Suggested benchmarks and datasets:
- MiniWoB++: fast iteration on forms/buttons.
- WebShop/WebArena: realistic e-commerce and open web navigation.
- BrowserGym: standardized tasks and telemetry hooks.
A/B design:
- Baseline: serial top-1 agent with the same LLM and action schema.
- Variants: beam widths K ∈ {2, 4, 8}, lookahead depths L ∈ {1, 2, 3}; scoring function ablations; with/without DOM caching.
Expected outcomes (indicative):
- TTFC reduction by 30–60% on navigational tasks.
- 10–20% absolute success gains on ambiguous flows where top-1 is frequently wrong.
- Zero duplicate writes with intent ledger enabled.
- Related work and inspirations
- Speculative execution: CPU branch prediction and reorder buffers.
- Chrome Speculation Rules API: prefetch/prerender heuristics; conceptual kin for safe speculative loads.
- CDP DOMSnapshot and performance domains: the nuts and bolts of state capture.
- Exactly-once semantics: distributed systems patterns—idempotency keys, leases, Sagas—and event sourcing/append-only ledgers.
- Web agent benchmarks: MiniWoB++, WebArena, BrowserGym.
- Practical pitfalls and guardrails
- Anti-bot systems: Parallel branches might look like automation. Randomize timings, respect rate limits, and consider residential proxies. Fall back to serial mode when challenged.
- Stateful SPAs: Cloning can drift if JS heap contains opaque state. Keep lookahead shallow and revalidate live before committing.
- Element volatility: Don’t overfit to brittle selectors. Prefer text+role queries, data-testid, and robust anchor strategies; maintain a selector confidence score.
- Hidden writes: Some sites mutate state on blur or focus. Treat unexpectedly triggered POSTs as intents; ratchet risk and isolate the branch.
- Mobile vs desktop: Be explicit about UA and viewport; mismatches will burn budget.
- A minimal checklist to ship v1
- Action schema and proposer with top-K output
- DOM snapshot and storage clone
- Network firewall that turns writes into intents
- Telemetry pipeline (DOM deltas, network, timings)
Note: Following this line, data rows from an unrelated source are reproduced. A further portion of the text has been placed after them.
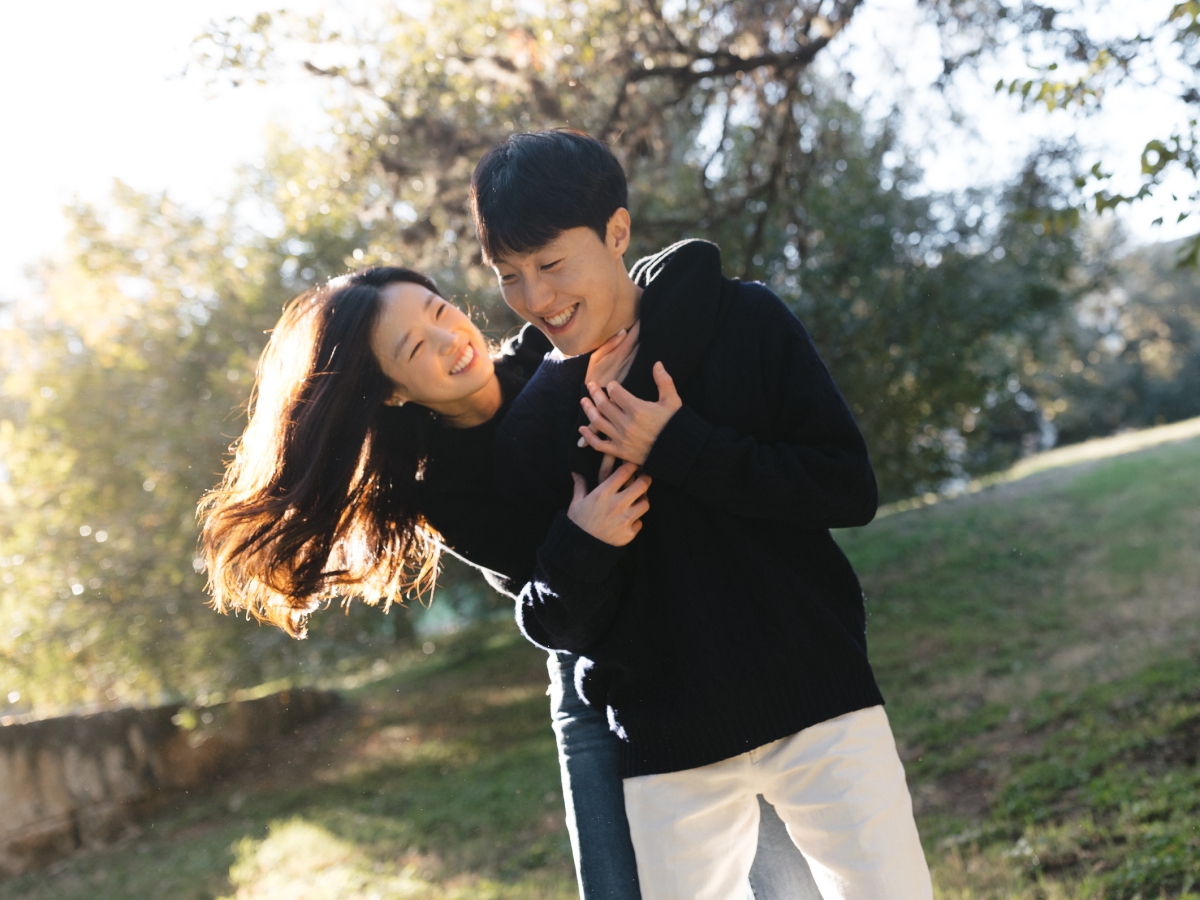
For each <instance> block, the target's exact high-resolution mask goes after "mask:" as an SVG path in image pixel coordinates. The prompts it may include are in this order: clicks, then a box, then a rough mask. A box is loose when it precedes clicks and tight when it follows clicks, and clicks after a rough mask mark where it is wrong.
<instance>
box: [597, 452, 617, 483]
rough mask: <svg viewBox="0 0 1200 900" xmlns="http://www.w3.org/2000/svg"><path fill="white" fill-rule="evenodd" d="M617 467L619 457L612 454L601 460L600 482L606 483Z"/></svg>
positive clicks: (606, 456) (602, 456)
mask: <svg viewBox="0 0 1200 900" xmlns="http://www.w3.org/2000/svg"><path fill="white" fill-rule="evenodd" d="M616 467H617V457H616V456H613V455H612V454H605V455H604V456H602V457H601V458H600V480H601V481H604V480H605V479H607V478H608V475H611V474H612V470H613V469H614V468H616Z"/></svg>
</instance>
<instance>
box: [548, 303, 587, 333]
mask: <svg viewBox="0 0 1200 900" xmlns="http://www.w3.org/2000/svg"><path fill="white" fill-rule="evenodd" d="M578 307H580V305H578V304H576V305H575V306H569V307H566V308H565V310H563V311H562V312H560V313H558V316H554V317H553V318H550V319H546V324H547V325H550V326H551V328H560V326H563V325H565V324H566V323H568V322H570V320H571V316H574V314H575V311H576V310H577V308H578Z"/></svg>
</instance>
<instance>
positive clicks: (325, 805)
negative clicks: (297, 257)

- Scoring function with goal proximity, risk, and depth penalties
- Branch orchestrator with beam K and lookahead L
- Intent ledger with idempotency keys and leases
- Policy gates (OPA/Rego) and human review path
- Commit executor with verification
- Benchmarks and dashboards for TTFC, success, duplicates
- Looking ahead: making it smarter
- Learned scoring: Train a ranker on historical branch telemetry labeled by success to improve pruning.
- Pattern memory: Build site-specific playbooks from successful sessions and retrieve them as priors for the proposer and scorer.
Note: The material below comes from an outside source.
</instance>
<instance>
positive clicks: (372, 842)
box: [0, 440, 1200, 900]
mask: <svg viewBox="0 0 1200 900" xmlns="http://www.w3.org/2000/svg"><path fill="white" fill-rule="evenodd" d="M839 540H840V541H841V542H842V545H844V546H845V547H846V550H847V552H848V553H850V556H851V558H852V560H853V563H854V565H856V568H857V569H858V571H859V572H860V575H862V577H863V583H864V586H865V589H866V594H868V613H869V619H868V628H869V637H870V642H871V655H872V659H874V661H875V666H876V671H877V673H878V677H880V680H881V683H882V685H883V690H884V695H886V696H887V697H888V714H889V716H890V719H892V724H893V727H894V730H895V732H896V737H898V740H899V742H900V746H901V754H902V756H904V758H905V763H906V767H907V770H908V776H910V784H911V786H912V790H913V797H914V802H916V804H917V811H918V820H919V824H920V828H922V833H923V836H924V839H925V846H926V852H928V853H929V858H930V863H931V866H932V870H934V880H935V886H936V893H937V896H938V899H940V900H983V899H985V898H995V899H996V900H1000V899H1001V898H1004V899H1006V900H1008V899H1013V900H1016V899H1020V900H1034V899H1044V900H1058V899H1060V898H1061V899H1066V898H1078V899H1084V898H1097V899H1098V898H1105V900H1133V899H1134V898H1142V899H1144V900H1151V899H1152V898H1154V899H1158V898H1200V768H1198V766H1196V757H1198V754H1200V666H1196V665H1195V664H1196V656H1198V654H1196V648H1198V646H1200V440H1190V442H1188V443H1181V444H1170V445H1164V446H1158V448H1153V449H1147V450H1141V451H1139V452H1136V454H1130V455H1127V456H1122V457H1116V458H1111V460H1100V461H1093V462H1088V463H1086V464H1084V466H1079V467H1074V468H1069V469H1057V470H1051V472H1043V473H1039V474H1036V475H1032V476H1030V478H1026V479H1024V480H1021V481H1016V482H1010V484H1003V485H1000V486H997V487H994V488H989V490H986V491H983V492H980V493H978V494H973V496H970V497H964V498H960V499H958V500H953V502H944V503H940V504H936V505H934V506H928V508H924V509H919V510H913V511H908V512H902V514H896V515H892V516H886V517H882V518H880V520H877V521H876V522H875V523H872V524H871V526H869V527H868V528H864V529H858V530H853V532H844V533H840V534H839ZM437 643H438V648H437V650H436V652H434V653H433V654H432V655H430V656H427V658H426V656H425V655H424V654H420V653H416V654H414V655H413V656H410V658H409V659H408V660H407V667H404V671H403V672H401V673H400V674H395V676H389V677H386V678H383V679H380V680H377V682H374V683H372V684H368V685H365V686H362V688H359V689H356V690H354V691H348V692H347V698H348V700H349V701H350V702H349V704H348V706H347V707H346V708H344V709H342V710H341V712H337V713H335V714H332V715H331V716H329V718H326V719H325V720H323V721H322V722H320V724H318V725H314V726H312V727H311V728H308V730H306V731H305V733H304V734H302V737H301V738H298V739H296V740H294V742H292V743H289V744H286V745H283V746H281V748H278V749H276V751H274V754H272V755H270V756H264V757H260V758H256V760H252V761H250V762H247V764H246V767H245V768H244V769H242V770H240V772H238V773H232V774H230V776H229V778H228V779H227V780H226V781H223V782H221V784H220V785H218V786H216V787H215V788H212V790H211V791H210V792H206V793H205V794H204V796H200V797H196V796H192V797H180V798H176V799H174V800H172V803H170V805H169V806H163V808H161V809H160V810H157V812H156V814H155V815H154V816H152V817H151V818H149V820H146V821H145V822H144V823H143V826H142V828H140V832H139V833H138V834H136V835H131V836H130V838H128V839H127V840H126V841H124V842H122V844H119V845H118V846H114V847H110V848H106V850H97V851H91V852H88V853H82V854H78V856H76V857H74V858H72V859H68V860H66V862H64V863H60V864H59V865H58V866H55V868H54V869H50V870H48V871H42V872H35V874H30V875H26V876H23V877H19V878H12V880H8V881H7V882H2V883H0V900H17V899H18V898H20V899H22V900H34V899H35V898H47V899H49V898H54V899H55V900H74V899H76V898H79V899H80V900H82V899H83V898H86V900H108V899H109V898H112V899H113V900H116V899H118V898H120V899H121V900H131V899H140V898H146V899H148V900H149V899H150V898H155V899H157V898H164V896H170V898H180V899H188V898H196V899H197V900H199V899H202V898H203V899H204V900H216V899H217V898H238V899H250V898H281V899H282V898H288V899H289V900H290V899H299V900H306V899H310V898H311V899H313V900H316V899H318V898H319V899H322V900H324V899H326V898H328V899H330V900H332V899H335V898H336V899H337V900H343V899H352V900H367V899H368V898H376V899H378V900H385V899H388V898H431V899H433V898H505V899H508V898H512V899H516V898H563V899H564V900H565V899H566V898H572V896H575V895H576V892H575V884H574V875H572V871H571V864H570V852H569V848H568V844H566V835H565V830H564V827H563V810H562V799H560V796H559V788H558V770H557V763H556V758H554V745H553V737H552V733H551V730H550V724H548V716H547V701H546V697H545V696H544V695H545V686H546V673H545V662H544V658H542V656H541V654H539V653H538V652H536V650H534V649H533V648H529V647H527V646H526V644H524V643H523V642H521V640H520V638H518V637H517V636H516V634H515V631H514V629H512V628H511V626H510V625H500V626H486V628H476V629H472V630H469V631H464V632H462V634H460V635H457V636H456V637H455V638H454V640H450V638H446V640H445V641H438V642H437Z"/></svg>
- Partial heap capture: Explore JS heap snapshotting (Chrome Heap Profiler) for particular frameworks to improve fidelity.
- Intent CRDTs: For collaborative agents, consider CRDT-like merge semantics for non-destructive writes (e.g., comments), still gated by policy.
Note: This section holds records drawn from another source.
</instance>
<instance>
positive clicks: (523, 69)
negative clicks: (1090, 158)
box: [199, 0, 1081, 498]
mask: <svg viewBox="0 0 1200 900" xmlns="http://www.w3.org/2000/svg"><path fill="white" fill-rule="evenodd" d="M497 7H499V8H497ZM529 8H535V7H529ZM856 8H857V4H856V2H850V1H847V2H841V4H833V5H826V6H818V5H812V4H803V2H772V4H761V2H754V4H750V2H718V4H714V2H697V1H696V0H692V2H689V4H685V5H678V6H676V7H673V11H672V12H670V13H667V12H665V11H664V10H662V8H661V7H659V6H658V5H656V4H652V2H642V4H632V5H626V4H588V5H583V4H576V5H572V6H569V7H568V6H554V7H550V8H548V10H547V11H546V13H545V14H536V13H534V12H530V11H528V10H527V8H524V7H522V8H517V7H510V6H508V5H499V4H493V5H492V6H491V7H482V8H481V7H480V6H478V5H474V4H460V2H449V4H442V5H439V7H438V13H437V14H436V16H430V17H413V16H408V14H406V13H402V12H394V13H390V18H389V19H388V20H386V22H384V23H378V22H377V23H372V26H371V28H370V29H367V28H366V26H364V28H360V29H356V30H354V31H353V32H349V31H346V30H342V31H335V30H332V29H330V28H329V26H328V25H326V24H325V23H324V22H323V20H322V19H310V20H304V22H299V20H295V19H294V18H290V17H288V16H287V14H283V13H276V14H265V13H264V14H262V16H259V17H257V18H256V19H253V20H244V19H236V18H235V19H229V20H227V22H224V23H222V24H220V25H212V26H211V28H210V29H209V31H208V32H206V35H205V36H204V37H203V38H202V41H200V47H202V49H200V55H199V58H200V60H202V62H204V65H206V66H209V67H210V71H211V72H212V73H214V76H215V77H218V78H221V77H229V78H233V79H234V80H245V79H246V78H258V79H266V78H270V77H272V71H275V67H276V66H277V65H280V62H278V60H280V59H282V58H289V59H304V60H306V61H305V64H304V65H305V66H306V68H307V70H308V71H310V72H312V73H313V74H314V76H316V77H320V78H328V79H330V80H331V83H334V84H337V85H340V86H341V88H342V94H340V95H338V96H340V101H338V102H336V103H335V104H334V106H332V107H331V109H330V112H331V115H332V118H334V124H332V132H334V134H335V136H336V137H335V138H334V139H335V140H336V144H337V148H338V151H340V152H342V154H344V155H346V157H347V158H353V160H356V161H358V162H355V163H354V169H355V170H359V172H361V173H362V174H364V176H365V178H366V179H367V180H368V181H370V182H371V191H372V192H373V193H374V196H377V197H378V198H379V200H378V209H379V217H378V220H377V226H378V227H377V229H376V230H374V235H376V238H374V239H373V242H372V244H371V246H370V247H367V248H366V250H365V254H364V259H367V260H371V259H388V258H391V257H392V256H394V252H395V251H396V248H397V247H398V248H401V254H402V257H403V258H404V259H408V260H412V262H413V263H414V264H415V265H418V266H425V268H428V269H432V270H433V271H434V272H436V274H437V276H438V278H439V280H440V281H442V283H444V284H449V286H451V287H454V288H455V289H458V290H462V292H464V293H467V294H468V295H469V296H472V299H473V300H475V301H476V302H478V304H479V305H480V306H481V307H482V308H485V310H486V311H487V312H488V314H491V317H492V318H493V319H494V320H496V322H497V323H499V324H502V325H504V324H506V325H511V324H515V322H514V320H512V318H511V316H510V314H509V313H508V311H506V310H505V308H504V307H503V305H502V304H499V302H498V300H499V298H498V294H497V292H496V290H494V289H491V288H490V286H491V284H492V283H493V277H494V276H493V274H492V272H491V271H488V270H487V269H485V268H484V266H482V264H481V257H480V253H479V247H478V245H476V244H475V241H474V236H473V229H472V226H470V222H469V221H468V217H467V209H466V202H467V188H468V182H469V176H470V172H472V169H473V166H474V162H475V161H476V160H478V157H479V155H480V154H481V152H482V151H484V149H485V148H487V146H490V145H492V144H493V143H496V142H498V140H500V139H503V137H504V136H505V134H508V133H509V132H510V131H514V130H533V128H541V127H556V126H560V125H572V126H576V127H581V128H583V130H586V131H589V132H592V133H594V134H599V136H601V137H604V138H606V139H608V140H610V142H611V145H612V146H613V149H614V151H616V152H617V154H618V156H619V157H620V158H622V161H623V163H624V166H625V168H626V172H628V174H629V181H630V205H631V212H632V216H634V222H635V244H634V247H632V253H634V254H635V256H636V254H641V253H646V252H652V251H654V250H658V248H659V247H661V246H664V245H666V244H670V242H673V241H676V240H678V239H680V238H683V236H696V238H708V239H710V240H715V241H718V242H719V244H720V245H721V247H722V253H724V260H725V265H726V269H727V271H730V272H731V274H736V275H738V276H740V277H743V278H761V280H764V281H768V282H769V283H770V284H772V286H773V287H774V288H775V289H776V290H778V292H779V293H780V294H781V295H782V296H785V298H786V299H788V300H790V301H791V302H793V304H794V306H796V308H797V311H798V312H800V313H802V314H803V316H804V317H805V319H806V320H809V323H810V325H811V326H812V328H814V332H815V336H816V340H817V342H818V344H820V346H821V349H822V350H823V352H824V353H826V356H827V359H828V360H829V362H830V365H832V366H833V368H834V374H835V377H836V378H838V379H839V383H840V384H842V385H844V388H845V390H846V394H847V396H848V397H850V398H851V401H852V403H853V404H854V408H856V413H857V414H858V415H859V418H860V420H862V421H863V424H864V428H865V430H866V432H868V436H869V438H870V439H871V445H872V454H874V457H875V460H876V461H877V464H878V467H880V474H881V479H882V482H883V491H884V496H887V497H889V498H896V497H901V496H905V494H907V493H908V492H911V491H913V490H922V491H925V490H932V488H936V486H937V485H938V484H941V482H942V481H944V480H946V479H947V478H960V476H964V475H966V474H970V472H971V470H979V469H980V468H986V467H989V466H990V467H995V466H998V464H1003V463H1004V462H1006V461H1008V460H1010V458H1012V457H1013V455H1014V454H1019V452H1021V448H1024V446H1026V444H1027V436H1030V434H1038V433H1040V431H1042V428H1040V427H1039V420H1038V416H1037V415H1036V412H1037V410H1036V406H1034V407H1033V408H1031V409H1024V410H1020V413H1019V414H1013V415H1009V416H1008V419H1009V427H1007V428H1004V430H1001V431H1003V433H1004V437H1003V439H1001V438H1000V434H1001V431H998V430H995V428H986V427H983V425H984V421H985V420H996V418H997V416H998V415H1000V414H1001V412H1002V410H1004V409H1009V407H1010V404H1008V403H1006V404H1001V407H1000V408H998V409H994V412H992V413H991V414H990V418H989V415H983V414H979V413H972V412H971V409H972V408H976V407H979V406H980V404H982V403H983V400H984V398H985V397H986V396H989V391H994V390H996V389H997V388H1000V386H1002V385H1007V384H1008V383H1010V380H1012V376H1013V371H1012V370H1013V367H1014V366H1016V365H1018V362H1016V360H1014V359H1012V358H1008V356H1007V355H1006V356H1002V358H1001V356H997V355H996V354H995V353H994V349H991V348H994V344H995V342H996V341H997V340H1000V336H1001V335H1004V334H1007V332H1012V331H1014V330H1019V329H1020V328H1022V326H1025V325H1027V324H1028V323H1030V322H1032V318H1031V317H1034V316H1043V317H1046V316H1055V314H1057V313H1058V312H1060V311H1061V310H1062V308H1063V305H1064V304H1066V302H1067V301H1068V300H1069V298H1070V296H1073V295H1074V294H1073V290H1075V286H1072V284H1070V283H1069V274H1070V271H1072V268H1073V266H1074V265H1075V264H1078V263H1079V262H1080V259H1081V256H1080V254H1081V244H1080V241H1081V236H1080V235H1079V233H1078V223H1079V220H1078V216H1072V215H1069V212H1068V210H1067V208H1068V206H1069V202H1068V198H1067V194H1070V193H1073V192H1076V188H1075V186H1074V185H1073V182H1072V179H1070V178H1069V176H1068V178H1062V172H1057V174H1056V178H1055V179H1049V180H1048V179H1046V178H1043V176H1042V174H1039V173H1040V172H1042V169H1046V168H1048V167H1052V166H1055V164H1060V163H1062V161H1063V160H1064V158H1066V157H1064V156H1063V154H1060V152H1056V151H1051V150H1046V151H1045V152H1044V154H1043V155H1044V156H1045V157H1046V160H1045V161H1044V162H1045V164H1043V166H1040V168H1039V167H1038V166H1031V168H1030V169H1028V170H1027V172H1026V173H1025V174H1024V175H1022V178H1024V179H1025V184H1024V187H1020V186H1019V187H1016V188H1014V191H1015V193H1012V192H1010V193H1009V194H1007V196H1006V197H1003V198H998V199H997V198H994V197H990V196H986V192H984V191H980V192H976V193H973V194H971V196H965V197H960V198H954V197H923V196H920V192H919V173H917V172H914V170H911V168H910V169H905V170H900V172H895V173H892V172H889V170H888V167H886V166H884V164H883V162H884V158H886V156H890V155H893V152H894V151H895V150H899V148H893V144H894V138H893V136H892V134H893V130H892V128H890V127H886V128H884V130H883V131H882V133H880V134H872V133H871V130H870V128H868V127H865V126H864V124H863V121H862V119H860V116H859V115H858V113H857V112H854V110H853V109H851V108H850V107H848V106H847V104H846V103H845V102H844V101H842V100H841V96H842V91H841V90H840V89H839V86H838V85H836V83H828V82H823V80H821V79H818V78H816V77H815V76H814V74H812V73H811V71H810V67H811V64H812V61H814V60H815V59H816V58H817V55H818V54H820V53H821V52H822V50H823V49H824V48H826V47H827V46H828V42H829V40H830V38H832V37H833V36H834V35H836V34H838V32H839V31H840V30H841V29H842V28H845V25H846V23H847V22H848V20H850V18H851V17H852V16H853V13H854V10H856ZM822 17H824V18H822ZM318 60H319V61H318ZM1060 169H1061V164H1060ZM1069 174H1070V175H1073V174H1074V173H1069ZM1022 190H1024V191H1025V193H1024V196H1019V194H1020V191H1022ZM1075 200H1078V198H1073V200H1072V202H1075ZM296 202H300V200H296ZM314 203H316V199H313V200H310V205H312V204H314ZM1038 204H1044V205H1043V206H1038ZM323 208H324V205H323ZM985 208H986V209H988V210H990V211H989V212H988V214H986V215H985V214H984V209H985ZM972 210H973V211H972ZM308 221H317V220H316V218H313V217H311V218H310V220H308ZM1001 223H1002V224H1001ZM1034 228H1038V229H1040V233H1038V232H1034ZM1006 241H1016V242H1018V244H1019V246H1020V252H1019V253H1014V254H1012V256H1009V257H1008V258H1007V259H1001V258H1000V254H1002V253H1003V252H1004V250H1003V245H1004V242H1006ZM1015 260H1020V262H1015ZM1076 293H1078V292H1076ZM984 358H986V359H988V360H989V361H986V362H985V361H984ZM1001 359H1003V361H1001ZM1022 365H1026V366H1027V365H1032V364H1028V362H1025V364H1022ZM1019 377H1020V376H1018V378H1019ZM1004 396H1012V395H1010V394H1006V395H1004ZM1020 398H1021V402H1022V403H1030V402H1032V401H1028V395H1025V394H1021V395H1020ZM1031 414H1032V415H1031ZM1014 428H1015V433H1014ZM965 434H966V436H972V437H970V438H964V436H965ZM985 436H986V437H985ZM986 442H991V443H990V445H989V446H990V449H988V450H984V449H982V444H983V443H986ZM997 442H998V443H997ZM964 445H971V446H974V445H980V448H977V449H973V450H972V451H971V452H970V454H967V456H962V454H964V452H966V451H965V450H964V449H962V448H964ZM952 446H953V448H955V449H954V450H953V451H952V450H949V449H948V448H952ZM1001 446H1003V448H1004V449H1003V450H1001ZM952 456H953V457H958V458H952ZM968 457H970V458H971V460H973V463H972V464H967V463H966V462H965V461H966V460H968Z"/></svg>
- Causal reinforcement: Use uplift modeling to estimate which actions create the largest expected gain in utility.
Conclusion
Speculation gives browser agents the same weapon that made CPUs fast: doing more than one thing at once and discarding the losers quickly. The web’s side effects and variability mean we can’t copy the microarchitecture literally, but with forked tabs, DOM snapshots, causal telemetry, and an intent ledger, we can approximate the spirit safely.
This architecture is simple enough to implement today with Playwright and CDP, but rich enough to grow into a production platform. Start with K=2, L=1, a basic scorer, and a strict ledger; measure, ablate, and iterate. You’ll see meaningful speedups without sacrificing safety—and you’ll build the foundation for agents that learn from their own branches.